But if i exit with combination <Ctrl+d>  all Ok.

os.exit() terminates the process there and then.

<Ctrl+d> terminates the session cleanly, calling lua_close,
which then calls the GC methods.


see I would have expected the opposite... because in C you have exit()
and at_exit(), I thought lua_close() would be called at_exit() by the
interpreter.  Doing ctrl + d would be more "instantaneous"?  Kinda
wish both had called the __gc eitherway ~

Ctrl+d just closes the input stream. It is up to the program how to react to that. Lua chooses to shutdown gracefully. `exit()` on the other hand terminates the process via a system call without any cleanup (e.g. C++ destructors) except exit handlers.

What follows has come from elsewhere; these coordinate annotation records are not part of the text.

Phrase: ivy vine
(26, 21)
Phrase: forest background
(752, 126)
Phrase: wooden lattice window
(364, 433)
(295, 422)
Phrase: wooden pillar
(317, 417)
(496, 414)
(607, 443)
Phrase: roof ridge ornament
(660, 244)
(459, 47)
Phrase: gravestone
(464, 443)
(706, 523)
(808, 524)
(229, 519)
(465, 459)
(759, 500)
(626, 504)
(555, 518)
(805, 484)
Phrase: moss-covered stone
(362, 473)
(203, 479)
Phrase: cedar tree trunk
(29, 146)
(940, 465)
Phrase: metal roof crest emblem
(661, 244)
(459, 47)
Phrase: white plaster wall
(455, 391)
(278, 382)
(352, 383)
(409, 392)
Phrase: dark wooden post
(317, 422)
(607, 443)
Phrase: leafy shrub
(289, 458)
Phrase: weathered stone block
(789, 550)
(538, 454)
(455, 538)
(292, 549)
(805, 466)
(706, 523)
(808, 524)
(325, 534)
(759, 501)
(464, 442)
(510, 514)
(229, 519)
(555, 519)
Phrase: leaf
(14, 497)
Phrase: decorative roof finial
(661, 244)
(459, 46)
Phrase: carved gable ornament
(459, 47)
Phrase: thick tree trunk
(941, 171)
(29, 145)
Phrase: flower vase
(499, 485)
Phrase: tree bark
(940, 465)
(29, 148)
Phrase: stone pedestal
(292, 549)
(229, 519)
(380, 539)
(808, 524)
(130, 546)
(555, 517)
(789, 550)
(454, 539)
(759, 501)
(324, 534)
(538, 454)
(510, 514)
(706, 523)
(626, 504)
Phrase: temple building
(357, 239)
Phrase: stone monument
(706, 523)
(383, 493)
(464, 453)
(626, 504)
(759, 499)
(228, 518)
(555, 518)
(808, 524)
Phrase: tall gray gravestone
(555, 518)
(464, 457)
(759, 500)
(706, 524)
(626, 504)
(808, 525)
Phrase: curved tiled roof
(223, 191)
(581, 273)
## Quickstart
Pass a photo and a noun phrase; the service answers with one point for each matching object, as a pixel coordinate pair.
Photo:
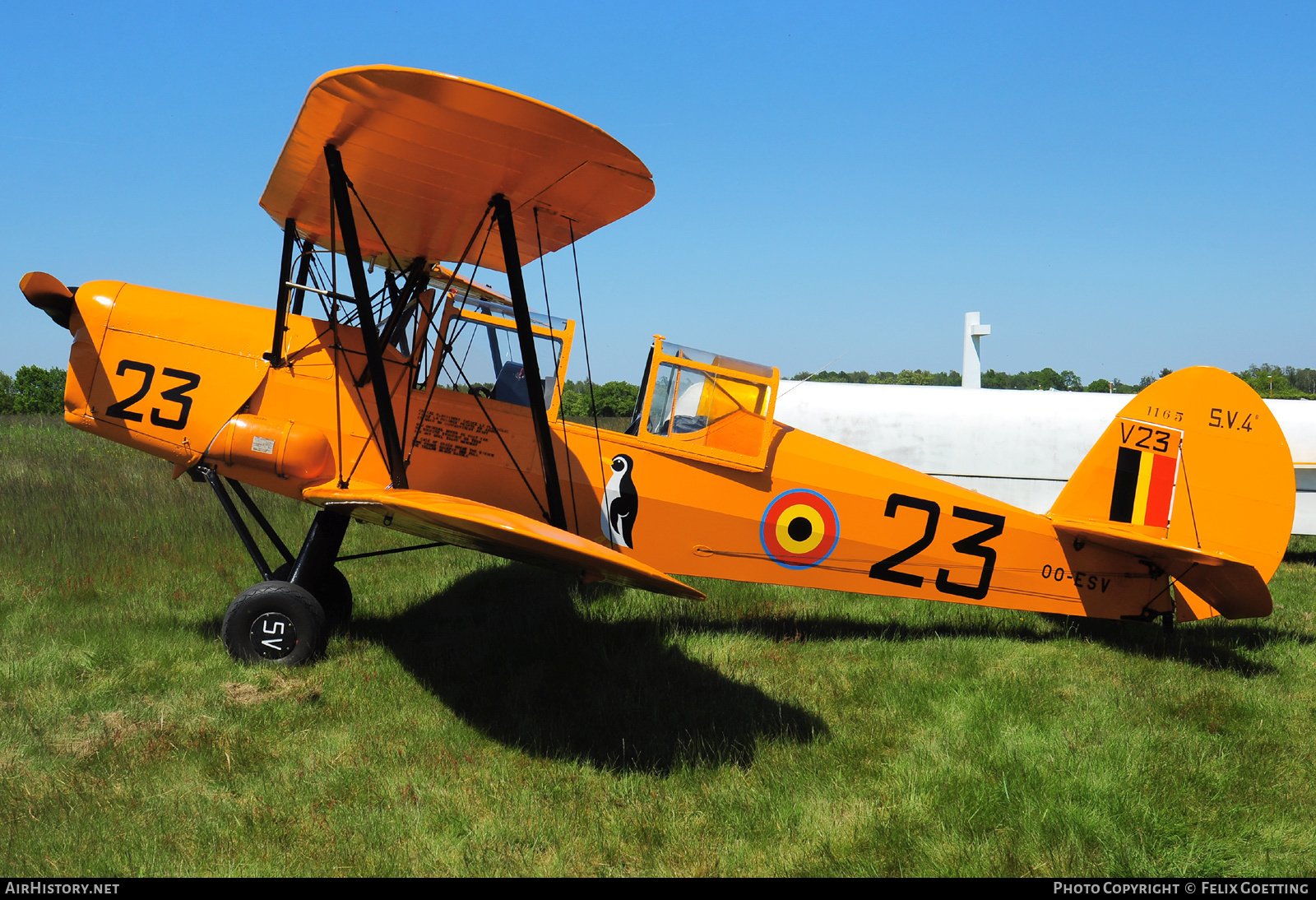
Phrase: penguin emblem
(618, 516)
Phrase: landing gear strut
(287, 617)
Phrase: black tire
(333, 592)
(276, 623)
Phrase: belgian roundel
(799, 529)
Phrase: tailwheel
(276, 623)
(332, 590)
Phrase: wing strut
(280, 307)
(535, 387)
(365, 312)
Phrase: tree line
(33, 390)
(41, 391)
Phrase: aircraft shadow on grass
(508, 652)
(1211, 645)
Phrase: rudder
(1197, 459)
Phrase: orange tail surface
(1194, 476)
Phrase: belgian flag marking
(1145, 474)
(799, 529)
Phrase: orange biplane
(432, 404)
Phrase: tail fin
(1194, 469)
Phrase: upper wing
(425, 151)
(489, 529)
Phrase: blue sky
(1118, 187)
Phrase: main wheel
(332, 591)
(276, 621)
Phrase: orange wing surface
(499, 531)
(425, 151)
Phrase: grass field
(484, 717)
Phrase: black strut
(239, 525)
(320, 549)
(260, 518)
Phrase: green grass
(484, 717)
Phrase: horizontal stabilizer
(498, 531)
(1235, 588)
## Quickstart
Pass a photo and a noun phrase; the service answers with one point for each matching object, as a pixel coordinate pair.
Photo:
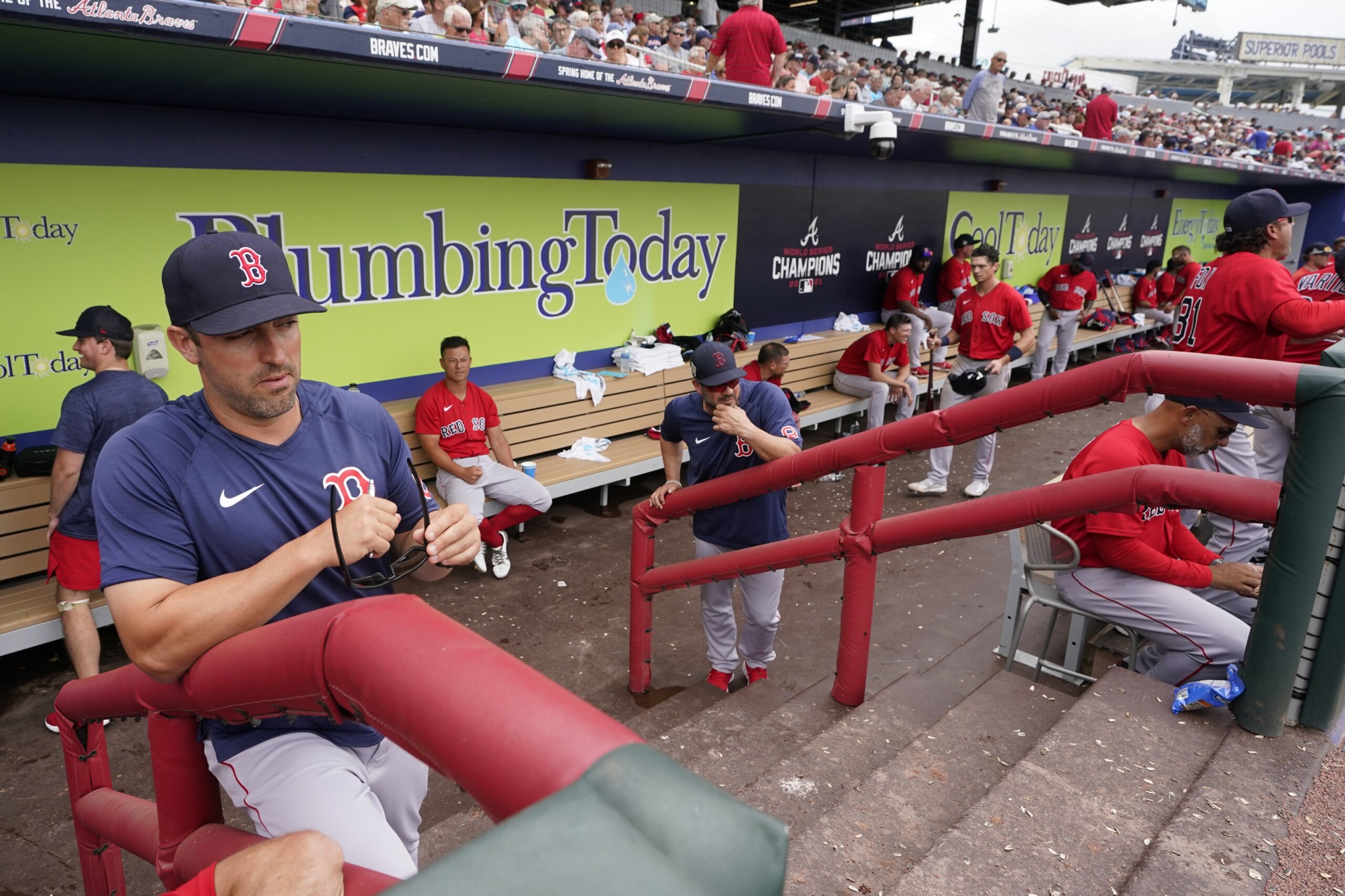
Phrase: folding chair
(1047, 549)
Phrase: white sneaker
(976, 489)
(500, 559)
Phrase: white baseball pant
(1064, 331)
(365, 798)
(940, 459)
(498, 482)
(1192, 638)
(760, 611)
(877, 394)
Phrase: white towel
(585, 382)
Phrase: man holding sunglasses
(258, 498)
(1142, 568)
(732, 424)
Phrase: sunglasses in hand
(404, 566)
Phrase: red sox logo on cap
(251, 264)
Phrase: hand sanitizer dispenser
(151, 351)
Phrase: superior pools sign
(1277, 47)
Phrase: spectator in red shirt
(1101, 116)
(751, 45)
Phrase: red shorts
(75, 563)
(202, 884)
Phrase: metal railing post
(860, 579)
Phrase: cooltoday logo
(588, 249)
(25, 229)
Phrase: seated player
(863, 370)
(458, 427)
(1141, 568)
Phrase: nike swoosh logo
(229, 502)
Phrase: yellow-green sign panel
(1026, 228)
(1196, 222)
(521, 267)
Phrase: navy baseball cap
(1259, 207)
(713, 363)
(101, 322)
(1235, 411)
(227, 282)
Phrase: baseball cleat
(927, 487)
(500, 559)
(976, 489)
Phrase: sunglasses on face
(404, 566)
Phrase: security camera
(883, 130)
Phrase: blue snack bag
(1206, 695)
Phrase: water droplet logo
(620, 283)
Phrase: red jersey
(753, 372)
(750, 39)
(903, 287)
(1123, 447)
(873, 348)
(1145, 295)
(1183, 279)
(459, 423)
(1068, 291)
(988, 325)
(1228, 306)
(954, 275)
(1315, 286)
(1165, 286)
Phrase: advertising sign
(1028, 229)
(1277, 47)
(521, 267)
(1196, 222)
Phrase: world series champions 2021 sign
(521, 267)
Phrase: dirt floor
(564, 611)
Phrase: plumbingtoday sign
(1026, 228)
(521, 267)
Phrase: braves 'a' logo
(350, 483)
(251, 264)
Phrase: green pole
(1327, 689)
(1312, 490)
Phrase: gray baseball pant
(1192, 638)
(1064, 331)
(940, 459)
(877, 394)
(760, 611)
(498, 482)
(365, 798)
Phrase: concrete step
(1101, 786)
(875, 829)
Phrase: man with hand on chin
(221, 512)
(732, 424)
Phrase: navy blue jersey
(744, 524)
(90, 415)
(179, 497)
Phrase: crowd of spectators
(748, 46)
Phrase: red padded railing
(505, 732)
(863, 535)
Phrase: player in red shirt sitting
(903, 298)
(993, 327)
(1068, 293)
(459, 427)
(863, 370)
(1139, 568)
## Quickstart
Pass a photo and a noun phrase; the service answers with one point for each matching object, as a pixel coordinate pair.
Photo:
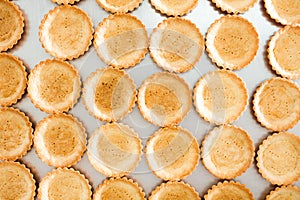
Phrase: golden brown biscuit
(172, 153)
(227, 151)
(174, 190)
(62, 35)
(229, 190)
(176, 44)
(64, 183)
(278, 158)
(119, 189)
(11, 24)
(13, 79)
(60, 140)
(220, 97)
(117, 6)
(54, 86)
(234, 6)
(16, 181)
(15, 134)
(276, 104)
(114, 149)
(121, 40)
(232, 42)
(285, 192)
(174, 7)
(286, 12)
(109, 94)
(284, 52)
(164, 99)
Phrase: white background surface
(30, 51)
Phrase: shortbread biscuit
(117, 6)
(276, 104)
(278, 158)
(220, 97)
(232, 42)
(174, 7)
(66, 32)
(114, 149)
(229, 190)
(11, 25)
(54, 86)
(227, 151)
(60, 140)
(176, 44)
(119, 189)
(16, 181)
(234, 6)
(121, 40)
(15, 134)
(109, 94)
(285, 192)
(64, 183)
(286, 12)
(164, 99)
(174, 190)
(172, 153)
(284, 52)
(13, 79)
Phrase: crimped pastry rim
(114, 174)
(209, 42)
(230, 120)
(52, 12)
(76, 94)
(29, 124)
(21, 64)
(194, 165)
(256, 109)
(90, 111)
(188, 23)
(136, 60)
(244, 168)
(66, 163)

er, I mean atexit(), not at_exit().  I wish the standard lua
interpreter (embedding example?) registered a function to lua_close()
the main state with atexit()

There can be multiple main states. `atexit()` takes `void (*)(void)`, so you would need to manage a list of Lua states as a global variable. `atexit()` also cannot portably be used when the cleanup handler is in a dynamically loaded shared libary (some libc implementations also scan the exit handler list when a library is unloaded, some don't).

So `exit()` and `atexit()` stopped being useful a long time ago, at least for reusable code. (`os.exit()` is the only way to pass a specific exit status from within Lua, though.)